전립선특이항원 절단치가 전립선 생검 환자 수에 미치는 영향
- Author(s)
- 조진선; 김선일; 김세중; 김영식; 김천일; 김홍섭; 성도환; 송윤섭; 이동현; 양원재; 전상현; 조강수; 조인래; 정병하; 최영득; 임형준; 홍성준
- Keimyung Author(s)
- Kim, Chun Il
- Department
- Dept. of Urology (비뇨의학)
- Journal Title
- Korean Journal of Urology
- Issued Date
- 2008
- Volume
- 49
- Issue
- 2
- Keyword
- Prostate-specific antigen; Biopsy; Threshold
- Abstract
- Purpose: We examined the effect of lowering prostate-specific antigen (PSA) threshold on the number of Korean men requiring a prostate biopsy. Materials and Methods: We evaluated men who had serum PSA levels tested at routine physical check-ups between 1999 and 2005 at 11 domestic hospitals. Men with PSA≥10ng/ml or patients with prostate cancer were excluded. A total of 45,074 men (aged 50 to 79 years) were enrolled and split into three age groups: 50-59 years, 60-69 years, and 70-79 years. For each age group, we calculated the number and proportion of men whose PSA level exceeded potential biopsy thresholds: 2.5ng/ml, 3.0ng/ml, and 4.0ng/ml.
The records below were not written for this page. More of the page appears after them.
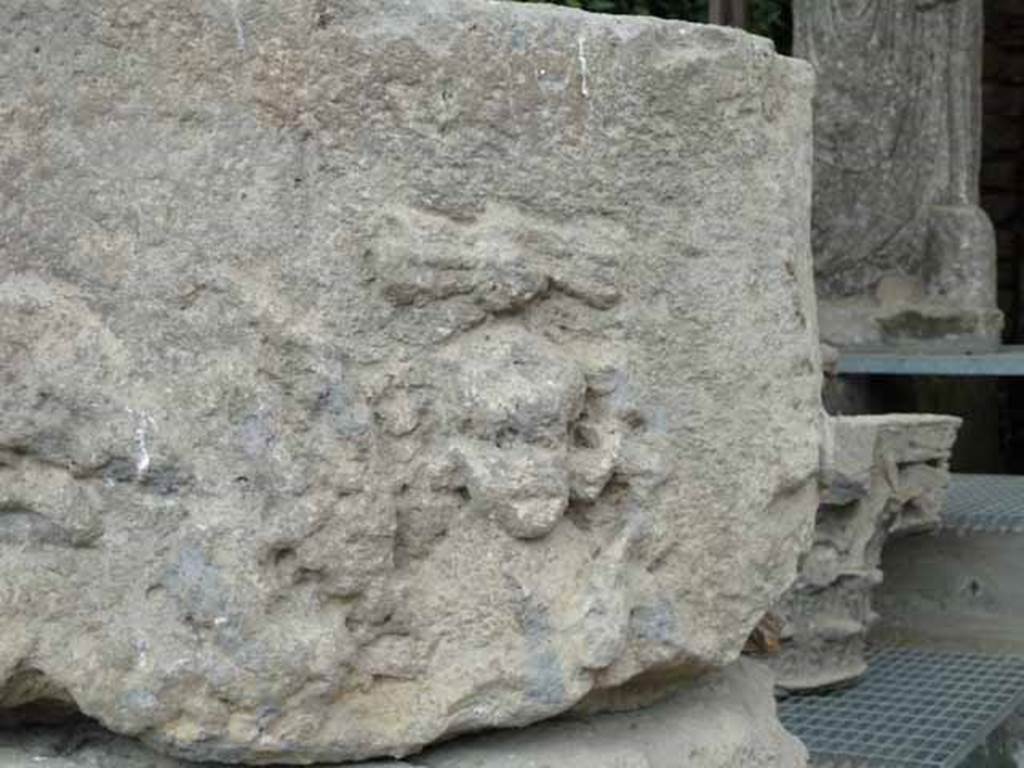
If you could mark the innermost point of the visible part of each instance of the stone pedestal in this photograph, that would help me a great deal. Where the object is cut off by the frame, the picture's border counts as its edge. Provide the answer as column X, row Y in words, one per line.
column 887, row 475
column 903, row 254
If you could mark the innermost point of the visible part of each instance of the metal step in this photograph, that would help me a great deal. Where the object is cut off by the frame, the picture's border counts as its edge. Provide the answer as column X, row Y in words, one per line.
column 991, row 504
column 912, row 709
column 1007, row 360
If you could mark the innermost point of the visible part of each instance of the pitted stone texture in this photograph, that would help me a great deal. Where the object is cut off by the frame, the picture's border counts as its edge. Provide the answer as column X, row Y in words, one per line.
column 903, row 254
column 375, row 372
column 885, row 475
column 724, row 720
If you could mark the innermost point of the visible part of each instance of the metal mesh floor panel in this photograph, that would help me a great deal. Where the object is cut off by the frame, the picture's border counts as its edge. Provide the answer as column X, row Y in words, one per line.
column 985, row 503
column 913, row 709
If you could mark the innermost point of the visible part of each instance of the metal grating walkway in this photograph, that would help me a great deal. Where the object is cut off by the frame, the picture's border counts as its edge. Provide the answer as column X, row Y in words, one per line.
column 912, row 709
column 985, row 503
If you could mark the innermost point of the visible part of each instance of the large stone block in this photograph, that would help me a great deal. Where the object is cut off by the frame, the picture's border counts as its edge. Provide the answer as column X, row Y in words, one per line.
column 375, row 372
column 903, row 254
column 724, row 720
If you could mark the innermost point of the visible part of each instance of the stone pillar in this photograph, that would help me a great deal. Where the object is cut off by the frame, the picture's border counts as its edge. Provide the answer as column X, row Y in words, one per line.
column 903, row 254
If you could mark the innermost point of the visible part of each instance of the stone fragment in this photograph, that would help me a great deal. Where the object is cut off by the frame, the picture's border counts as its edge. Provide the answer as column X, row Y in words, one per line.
column 903, row 254
column 376, row 372
column 885, row 475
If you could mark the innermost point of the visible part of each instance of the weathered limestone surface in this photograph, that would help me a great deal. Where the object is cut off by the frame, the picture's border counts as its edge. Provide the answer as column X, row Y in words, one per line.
column 885, row 475
column 726, row 719
column 375, row 372
column 903, row 254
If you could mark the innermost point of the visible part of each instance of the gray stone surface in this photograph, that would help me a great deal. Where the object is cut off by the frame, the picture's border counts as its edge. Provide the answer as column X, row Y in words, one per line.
column 377, row 372
column 885, row 475
column 724, row 720
column 903, row 254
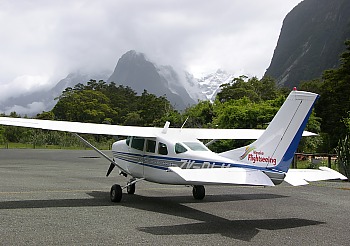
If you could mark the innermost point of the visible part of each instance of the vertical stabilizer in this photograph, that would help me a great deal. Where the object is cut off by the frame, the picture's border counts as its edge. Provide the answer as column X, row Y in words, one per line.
column 276, row 147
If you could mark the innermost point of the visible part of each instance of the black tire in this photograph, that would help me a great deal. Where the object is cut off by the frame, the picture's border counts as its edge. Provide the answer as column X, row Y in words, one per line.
column 116, row 193
column 198, row 192
column 131, row 189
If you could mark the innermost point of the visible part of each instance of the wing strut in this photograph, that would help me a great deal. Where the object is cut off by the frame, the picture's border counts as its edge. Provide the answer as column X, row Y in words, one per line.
column 100, row 152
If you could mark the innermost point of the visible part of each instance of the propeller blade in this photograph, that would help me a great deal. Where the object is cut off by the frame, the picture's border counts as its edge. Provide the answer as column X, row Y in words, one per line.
column 110, row 169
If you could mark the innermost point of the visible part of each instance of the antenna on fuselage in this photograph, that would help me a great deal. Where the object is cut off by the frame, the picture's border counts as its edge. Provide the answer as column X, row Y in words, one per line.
column 166, row 126
column 184, row 122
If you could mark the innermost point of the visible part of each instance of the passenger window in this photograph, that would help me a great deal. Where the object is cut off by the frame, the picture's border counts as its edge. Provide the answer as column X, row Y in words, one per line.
column 151, row 146
column 162, row 149
column 137, row 143
column 179, row 148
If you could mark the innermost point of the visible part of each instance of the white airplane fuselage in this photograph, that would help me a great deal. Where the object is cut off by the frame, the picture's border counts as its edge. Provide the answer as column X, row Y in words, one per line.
column 153, row 165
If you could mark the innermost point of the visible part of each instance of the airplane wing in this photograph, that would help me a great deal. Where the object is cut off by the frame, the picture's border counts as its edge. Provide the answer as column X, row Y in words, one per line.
column 298, row 177
column 104, row 129
column 232, row 175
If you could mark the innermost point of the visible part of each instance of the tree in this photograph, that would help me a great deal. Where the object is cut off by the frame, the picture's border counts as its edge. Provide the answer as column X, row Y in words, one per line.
column 334, row 103
column 84, row 106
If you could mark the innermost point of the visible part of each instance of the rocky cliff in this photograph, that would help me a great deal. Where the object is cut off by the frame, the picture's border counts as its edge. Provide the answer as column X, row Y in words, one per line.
column 311, row 40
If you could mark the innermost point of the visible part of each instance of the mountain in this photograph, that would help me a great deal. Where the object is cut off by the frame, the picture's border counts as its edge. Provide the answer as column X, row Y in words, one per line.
column 133, row 69
column 311, row 40
column 36, row 102
column 136, row 71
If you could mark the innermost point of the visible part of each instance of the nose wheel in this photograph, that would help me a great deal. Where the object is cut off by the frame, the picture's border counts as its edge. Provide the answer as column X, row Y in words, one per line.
column 198, row 192
column 116, row 193
column 130, row 189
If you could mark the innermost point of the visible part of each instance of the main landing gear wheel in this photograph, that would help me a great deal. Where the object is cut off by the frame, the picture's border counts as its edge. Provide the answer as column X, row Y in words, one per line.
column 131, row 189
column 198, row 192
column 116, row 193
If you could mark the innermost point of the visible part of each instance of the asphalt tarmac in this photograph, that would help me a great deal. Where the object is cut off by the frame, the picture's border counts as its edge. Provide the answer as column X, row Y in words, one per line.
column 61, row 197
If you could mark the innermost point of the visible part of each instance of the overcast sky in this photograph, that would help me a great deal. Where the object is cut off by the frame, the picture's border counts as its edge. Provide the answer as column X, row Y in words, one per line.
column 44, row 40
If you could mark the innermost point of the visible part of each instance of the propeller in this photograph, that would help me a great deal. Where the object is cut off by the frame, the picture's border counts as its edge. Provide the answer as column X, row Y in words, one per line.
column 110, row 169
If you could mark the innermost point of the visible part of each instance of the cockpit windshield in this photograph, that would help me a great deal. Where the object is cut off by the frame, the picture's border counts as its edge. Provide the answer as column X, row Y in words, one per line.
column 195, row 146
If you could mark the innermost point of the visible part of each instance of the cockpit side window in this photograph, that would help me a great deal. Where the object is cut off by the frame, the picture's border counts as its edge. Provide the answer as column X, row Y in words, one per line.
column 128, row 140
column 195, row 146
column 162, row 148
column 137, row 143
column 179, row 148
column 150, row 146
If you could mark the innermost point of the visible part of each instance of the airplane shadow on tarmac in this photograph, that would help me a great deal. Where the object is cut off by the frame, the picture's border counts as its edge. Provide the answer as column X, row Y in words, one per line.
column 208, row 223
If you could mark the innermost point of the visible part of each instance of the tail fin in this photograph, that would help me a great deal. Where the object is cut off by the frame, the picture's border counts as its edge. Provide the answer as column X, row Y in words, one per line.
column 276, row 146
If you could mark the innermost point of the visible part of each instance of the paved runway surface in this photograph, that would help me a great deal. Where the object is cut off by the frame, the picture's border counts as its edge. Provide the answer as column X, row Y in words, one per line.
column 61, row 197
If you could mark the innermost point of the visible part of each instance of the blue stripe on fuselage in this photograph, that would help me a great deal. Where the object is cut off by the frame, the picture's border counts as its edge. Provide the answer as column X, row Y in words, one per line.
column 195, row 162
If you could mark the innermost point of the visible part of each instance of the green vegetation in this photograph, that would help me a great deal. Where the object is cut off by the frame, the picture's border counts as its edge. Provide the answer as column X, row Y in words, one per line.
column 243, row 103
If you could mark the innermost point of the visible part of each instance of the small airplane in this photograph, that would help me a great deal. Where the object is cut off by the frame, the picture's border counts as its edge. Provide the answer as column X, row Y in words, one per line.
column 177, row 156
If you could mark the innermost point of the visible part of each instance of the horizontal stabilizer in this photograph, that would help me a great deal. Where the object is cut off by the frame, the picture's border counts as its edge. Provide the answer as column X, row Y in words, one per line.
column 297, row 177
column 233, row 175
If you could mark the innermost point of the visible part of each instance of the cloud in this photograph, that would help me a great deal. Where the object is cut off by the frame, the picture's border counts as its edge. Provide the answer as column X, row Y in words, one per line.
column 48, row 39
column 28, row 110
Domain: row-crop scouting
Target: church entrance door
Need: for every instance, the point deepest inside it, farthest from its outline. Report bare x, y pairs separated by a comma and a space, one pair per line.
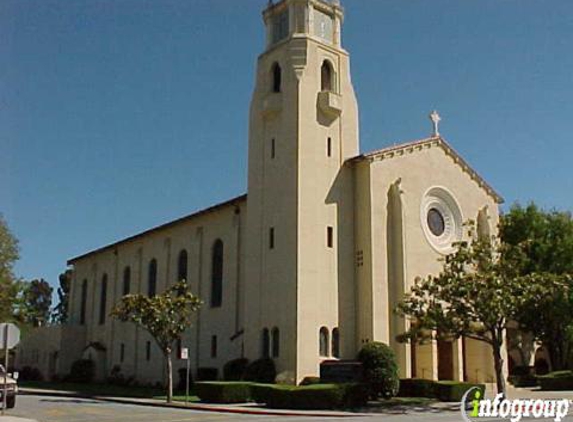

Results were extrapolated to the 4.992 million men older than 50 years old, or 21.3% of the Korean male population in 2005. Results: The number of biopsy candidates at the threshold of 4.0ng/ml, 3.0ng/ml, and 2.5ng/ml were 1,321 (2.9%), 2,248 (5.4%), and 3,577 (7.9%), respectively. Extrapolating to the male population in Korea, lowering the PSA threshold from 4.0ng/ml to 3.0 or 2.5ng/ml would increase the number of men needing biopsy by 1.75 and 2.49 times, respectively. Conclusions: Lowering the PSA threshold would increase the number of men receiving prostate biopsy despite the low reference age for PSA in Korea. Considering the low incidence of prostate cancer, physicians should be careful in altering the PSA threshold.